My life. My actual physical life. There is a lot going on under our skin that makes the body function. Little intricate cells and fluids that work together normally… or they don’t work like their supposed to and they cause pain. They cause the body not to work properly. This year my amazing team of doctors found cancer and adhesions. Enough was removed. During one of the scariest times I had enough radiation pumping through my body for 3 days that I couldn’t touch or get close to my children. So much for organic eating, right? It has been a scary year and there were days/nights I thought I was dying. I was so scared and thought I would not survive the next 24 hours. Blood was pouring out of me and pain was untouched by medicine. This year I fought hard to maintain composure, mostly for my kids. And I made it. Although I am not at my best or healthiest, I am alive. I can feel. I am, above all else, grateful.
My children. They make me laugh every day. They are joyful. When I want to curl up in a ball and go away, their very existence reminds me to keep breathing in and out.
My marriage. Chris and I have been going through very trying times. We have chosen to fight for “us.” I read recently that a marriage is a covenant. Not a contract. The difference between the two? A contract is between 2 people based on distrust. A covenant is between two people and God and is only broken through death. I learned how to forgive by practicing forgiveness. Had I not, no one would be in my life and I would be a very lonely woman.

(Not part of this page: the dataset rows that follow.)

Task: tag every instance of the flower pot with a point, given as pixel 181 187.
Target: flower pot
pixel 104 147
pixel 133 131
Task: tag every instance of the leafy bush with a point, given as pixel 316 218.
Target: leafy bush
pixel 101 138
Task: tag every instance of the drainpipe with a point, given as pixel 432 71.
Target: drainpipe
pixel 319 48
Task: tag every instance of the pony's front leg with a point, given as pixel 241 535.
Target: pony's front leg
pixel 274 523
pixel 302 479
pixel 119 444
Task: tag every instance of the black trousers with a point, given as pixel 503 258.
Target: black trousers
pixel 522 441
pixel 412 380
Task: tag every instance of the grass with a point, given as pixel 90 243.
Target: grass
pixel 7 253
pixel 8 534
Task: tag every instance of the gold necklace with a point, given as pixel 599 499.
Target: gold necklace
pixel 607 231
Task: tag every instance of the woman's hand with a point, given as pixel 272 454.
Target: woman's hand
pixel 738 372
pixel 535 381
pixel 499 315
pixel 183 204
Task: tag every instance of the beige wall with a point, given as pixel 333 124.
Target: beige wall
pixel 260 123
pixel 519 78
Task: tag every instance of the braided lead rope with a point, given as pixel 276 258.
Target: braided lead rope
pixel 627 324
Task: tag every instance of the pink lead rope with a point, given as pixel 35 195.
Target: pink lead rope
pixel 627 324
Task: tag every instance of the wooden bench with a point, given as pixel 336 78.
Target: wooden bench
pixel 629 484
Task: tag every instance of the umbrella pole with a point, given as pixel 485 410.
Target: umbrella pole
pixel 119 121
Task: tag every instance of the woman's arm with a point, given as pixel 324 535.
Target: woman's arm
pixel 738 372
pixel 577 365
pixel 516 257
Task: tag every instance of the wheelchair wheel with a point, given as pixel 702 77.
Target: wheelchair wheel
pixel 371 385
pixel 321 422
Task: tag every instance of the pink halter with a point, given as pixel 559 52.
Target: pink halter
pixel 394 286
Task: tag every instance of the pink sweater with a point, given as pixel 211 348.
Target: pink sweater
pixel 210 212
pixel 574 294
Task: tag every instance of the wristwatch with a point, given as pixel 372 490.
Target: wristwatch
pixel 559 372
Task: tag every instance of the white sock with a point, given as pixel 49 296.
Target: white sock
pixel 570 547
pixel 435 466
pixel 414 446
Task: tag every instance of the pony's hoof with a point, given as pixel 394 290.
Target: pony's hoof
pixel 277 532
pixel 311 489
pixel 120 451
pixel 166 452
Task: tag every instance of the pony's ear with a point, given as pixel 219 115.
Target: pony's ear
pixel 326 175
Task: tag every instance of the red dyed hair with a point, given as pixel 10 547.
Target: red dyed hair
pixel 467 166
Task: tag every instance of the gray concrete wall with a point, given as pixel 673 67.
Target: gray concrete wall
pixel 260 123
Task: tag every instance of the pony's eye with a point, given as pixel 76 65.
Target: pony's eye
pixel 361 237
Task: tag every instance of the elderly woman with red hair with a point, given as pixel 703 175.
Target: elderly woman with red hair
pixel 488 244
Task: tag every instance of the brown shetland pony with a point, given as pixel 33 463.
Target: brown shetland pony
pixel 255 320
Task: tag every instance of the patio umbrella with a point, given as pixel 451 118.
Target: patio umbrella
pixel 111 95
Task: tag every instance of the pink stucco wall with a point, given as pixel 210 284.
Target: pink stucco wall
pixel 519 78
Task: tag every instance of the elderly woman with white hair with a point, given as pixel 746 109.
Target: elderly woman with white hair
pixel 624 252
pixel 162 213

My friends and family. People care about me and I care about them. I have made some very understanding friends this year who understand that I can’t get together as often as I would like… and they continue to invite me out with them. I love them. My family has been with me through every heartache, every healing, and lifts me up when I want to crumble. They continue to answer the phone when they see it’s me calling. I am truly grateful for that. There was a time this year when I thought my mom might stop answering because I called everyday freaking out. She never did. She is the first one I call when the doc gives me bad news. First one I call when I want to bow out of marriage and family life. Because I am screwed up and sometimes I want to run away.
Two of my brothers are fathers again (and one for the first time.) I am so grateful that we are growing as a family and my niece and nephew are cue babies. I get to stalk them online and will meet them in February. Grateful and über excited!
My younger brother Ryan… he’s family, I know. But he has been like a big brother who is unbiased and I trust with my life. I tear up just thinking about him. He has been “there” for me through nightmares. He is my best friend right after Chris. Love my other brothers just as much, but Ryan is the only one who can relate to what I’ve gone through. And this year especially he has walked me through hardships I didn’t know I would survive.
This year brought about many new health challenges. I am so grateful to have found a primary care physician who has worked with me and my specialists continually and never made me feel silly about coming to him with concerns. I must have been a real pain in the tush at times and he has been so patient with me. Thanks to him and all of my other doctors I am at a point in my life where I could easily be on double the medicines I was when the year started. In fact, I am taking 75% less medicine than I was. My doses are the lowest they have been in years and my conditions are all under control, on LESS meds. I am thankful for them.
Two years ago I lost one of the best. I lost a piece of my heart when my Grandmom died before her time. Silly thing to be grateful for at year’s end, but I am grateful to have known her. Every day I miss her and I still cry at the thought of saying good-bye to her. It was the worst day of my life. I am grateful she was here and she lives on in my memory, in my heart. I know she is with me everyday and especially now.
My Grandpop passed away this year. Big Guy, I like to call him. Because that’s how I remember him. I miss him like I miss my childhood as he was always there when I look back at that little girl’s life. I am grateful he is with Christ in paradise today. I am grateful that he is not sick or weak or in pain. He is at peace. I am glad he never has to see another hospital bed, ever.
I am grateful for finding myself through writing, journaling, and art. I am finding my former passion in a new way. As the new year approaches I hope to share some of that with you. I took an arts and crafts class last summer and it sparked the love I have for creativity that had been lost as a young girl.
This year I was published again, although this time it was online and not in writing. I also won a blogging award. I am thankful and appreciative that someone I don’t know reads my writing and not only connects with me through it, but shares it with others. It makes me feel humbly proud of writing. I love doing it and I am glad it has purpose other than my own enjoyment.
Grateful for homeschooling. My whole blog is about homeschooling and will continue to be so I don’t need to elaborate on all the reasons why it’s a blessing. It is a huge one for sure.
Most of all I am grateful for forgiveness. Christ made it clear that I cannot live the Christian life. Instead, He must live it through me. He couldn’t live without the Father… “By myself I can do nothing…” John 5:30. Thanks be to Him who lived a perfect life and died a gruesome death that I may be right with God without being perfect. He is the vine and I am the branch that living water flows through. I have been crucified with Him and my old life is gone. My new life is in Him as I am within and He is within. I am joined with the Spirit eternally. Nothing can take Him away. And when I get lost, He finds me. I didn’t choose Him, He chose me when He plucked me out of darkness and brought me into light.
Thanks for reading my post. As I end each one I am thankful that someone reads this because I enjoy writing it. So thank you, I am grateful for you are well.